Takeover law is still evolving in continental Europe, as individual countries slowly fall in line with requirements mandated by the European Commission. Stakebuilding is commonplace in many continental takeover battles such as Scania AB. Formal poison pills are quite rare in continental Europe, but national governments hold golden shares in many "strategic" companies such as telecom monopolies and energy companies. Governments have also served as "poison pills" by threatening potential suitors with negative regulatory developments if they pursue the takeover. Examples of this include Spain's adoption of new rules for the ownership of energy companies after E.ON of Germany made a hostile bid for Endesa and France's threats to punish any potential acquiror of Groupe Danone.
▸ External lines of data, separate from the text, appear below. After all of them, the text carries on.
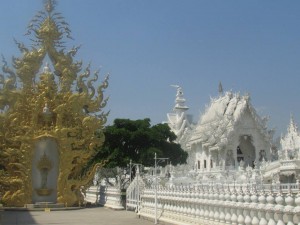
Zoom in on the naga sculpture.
[0,0,108,206]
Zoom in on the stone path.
[0,207,154,225]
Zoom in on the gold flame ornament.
[0,0,108,206]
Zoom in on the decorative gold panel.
[0,0,108,206]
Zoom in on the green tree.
[94,118,188,168]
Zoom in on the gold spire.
[0,0,108,206]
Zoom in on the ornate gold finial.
[45,0,56,13]
[37,152,52,170]
[0,0,108,206]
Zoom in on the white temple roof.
[190,92,268,150]
[280,116,300,151]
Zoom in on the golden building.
[0,0,108,206]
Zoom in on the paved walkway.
[0,207,154,225]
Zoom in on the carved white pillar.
[274,188,285,225]
[284,190,294,225]
[231,187,238,225]
[266,190,276,225]
[244,186,252,225]
[219,184,227,224]
[294,192,300,224]
[237,186,245,225]
[250,187,259,225]
[258,190,268,225]
[209,185,214,221]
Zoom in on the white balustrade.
[138,184,300,225]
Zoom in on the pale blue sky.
[0,0,300,137]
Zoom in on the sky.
[0,0,300,135]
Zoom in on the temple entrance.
[32,137,59,203]
[236,135,256,167]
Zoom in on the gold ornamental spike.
[0,0,108,206]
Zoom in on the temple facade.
[167,84,276,176]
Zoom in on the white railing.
[126,174,145,211]
[138,184,300,225]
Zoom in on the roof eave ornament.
[45,0,56,14]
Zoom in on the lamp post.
[129,160,142,212]
[154,153,169,224]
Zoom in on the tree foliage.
[94,118,188,168]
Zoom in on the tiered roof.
[190,92,271,150]
[280,116,300,151]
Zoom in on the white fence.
[138,184,300,225]
[85,185,124,209]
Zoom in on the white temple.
[167,86,273,177]
[86,85,300,225]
Poison pill is sometimes used more broadly to describe other types of takeover defenses that involve the target taking some action. Although the broad category of takeover defenses (more commonly known as "shark repellents") includes the traditional shareholder rights plan poison pill. Other anti-takeover protections include:
A minuscule number of companies are giving shareholders a say on poison pills. As of June 15, 2009, 21 companies that had adopted or extended a poison pill had publicly disclosed they plan to put the poison pill to a shareholder vote within a year. That was up from 2008's full year total of 18, and was the largest number ever reported since the early 1980s, when the pill was invented.
While there is some evidence that takeover protections allow managers to negotiate a higher purchase price, overall, they reduce firm productivity.